Basics
So this page details the specs of how exactly we're storing all that bloody data. It is VERY subject to revision until it's nailed down. Take right now, when I'm making it up on the spot.
Data. There are three forms we need to archive.
- Raw Data - This is the PDF, Excel sheet, whatever where we get the raw data. We must maintain a local copy of this at all times.
- Parsed Data / .sixml files - This is SixLink's data format. It's described below.
- Vis Data - These are (mostly) .xml files that the actual charts and such use. They include formatting information, and just the data we need to display.
.Sixml format
The file is composed of groups of datasets. Each data set contains:
The data portion contains:
- header row. ... x ... max
- values. [ n ... y ... m ] (note that \"n\" and \"m\" can have a value of \"rel\", which indicates that they should be scaled to the relative mins and maxes of the set.)

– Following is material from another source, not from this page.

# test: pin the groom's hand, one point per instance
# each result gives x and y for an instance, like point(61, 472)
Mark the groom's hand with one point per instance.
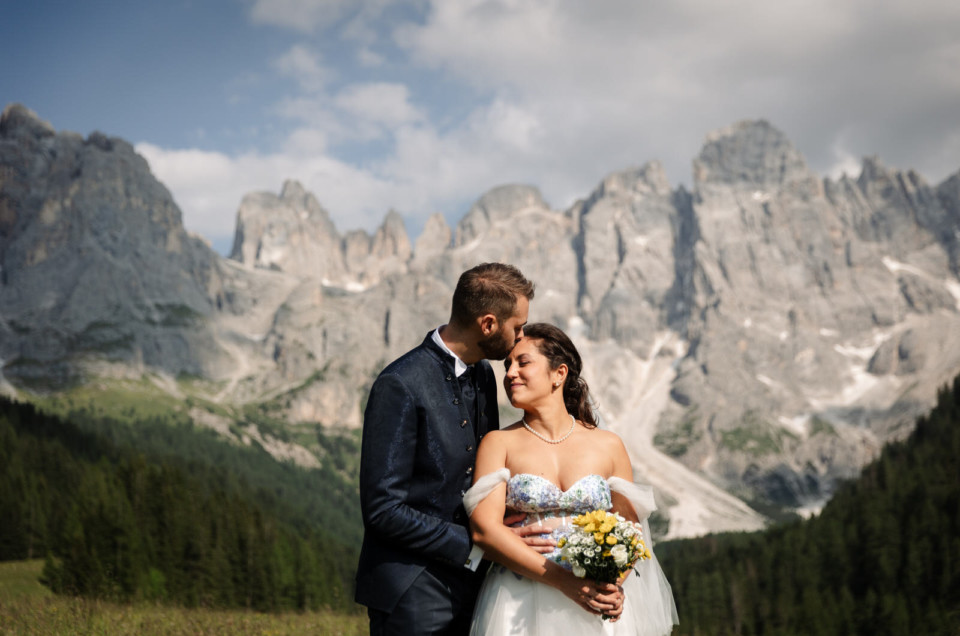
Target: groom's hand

- goodness. [ 0 ... z ... 100] Goodness is a value judgement we have about how good a particular column is relative to others. It's used in display (color, size, etc). For example, wind power might have a goodness of 90, where coal would be down at 7.
Transformations
Whenever possible, the data transforms from raw to sixml should be automated, and the code preserved. We're pretty platform agnostic on this. I'd say they should be done in either python, ruby, or php.

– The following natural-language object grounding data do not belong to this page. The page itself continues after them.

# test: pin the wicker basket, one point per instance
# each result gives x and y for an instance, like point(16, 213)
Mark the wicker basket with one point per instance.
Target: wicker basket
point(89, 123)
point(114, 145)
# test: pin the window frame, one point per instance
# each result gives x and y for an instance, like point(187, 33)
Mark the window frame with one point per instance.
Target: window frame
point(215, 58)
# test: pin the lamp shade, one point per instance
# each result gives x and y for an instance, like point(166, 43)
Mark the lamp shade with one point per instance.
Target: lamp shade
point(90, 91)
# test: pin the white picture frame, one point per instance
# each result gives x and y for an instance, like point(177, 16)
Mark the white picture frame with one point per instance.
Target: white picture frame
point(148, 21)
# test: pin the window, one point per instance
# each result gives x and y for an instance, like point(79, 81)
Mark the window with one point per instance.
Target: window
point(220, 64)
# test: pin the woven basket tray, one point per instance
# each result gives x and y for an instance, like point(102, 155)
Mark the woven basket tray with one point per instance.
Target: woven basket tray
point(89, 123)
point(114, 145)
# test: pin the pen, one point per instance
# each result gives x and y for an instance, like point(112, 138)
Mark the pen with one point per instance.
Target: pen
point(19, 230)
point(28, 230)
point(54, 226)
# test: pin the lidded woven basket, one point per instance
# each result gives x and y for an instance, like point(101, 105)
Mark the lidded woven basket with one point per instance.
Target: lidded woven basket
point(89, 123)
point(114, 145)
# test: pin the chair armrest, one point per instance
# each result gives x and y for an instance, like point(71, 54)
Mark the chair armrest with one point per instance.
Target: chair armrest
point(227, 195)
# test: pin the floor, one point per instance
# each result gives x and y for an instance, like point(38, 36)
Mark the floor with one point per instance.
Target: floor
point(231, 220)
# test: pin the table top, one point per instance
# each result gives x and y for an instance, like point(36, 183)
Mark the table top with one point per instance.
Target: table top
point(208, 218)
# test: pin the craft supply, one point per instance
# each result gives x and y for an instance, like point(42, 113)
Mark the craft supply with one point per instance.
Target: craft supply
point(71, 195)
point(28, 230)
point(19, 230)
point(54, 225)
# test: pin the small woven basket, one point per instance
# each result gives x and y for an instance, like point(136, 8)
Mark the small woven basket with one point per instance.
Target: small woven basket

Transformations from sixml to visualizaion xml must be automated, and will be a part of the back-end visualization code. To begin, we'll have the viz code regenerate manually (one of us hits the button when new data goes live), but eventually this system could be automated. Importantly, transforms will not be done real-time on the live site. For real-time, updated data, we'll be pulling from the database. If we run into a graph that really does update very often, we can re-evaluate this system.